おまけ
「ふっ。アンが作った頑丈さに振った長剣、ジルによる固定、そして私の絨毯!これで最強のセインが完成だ!」
「えと、え?」
じーちゃんが目を白黒させている。うん。家に帰ってきたと思ったらいきなり絨毯に乗せられてこれだもんな。気持ちは分かる。
「あなたー頑張ってー」
ばーちゃんは邪気の無さそうな輝く目をまた一段とキラキラさせながら、澄んだ笑顔で言った。これはひどい。
「わたしは止めたんですけどー、その、奥様が……」
涙目のクリスタがアワアワしながら言う。
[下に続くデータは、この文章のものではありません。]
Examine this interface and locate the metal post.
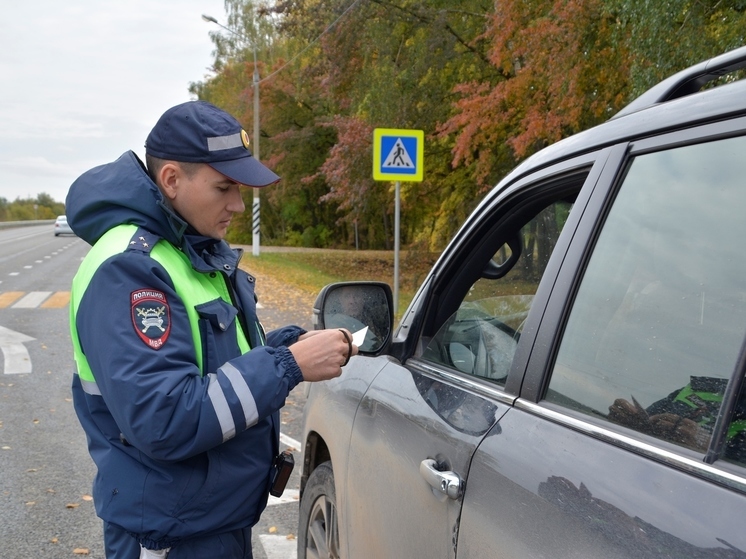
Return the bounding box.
[251,51,260,256]
[394,181,401,316]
クリスタはこの家の使用人の1人だ。ああ、今日が当番だったばかりに。俺は涙を拭う動作をした。クリスタが微妙な顔をした気がするが気にしない。
「まあ、その。じーちゃんがんばって」
俺の気まずそうな顔を見て全てを察したらしいじーちゃんが遠い目をした。
「アルマの悪癖か。落ち着いたと思ったのに」
「ラウルが良いアイデアを出してくれたからね!」
ニンマリ笑うアルマを見た後じーちゃんは信じられないものを見る目で俺を見た。俺は必死に首を振った。確かに長剣にした方がいいんじゃね?じーちゃん剣士だしとかアンばあちゃんに面白がって言ったような気もするけど、俺は主犯じゃない。
「さーて、最強になったセインをどこに飛ばそうかな?やっぱハーピィの群れかな?おら行ってこい!」
「うわああああああああああああ」
ものすごい勢いでカッ飛んでいくじーちゃんを俺はなんとも言えない気持ちで見つめた。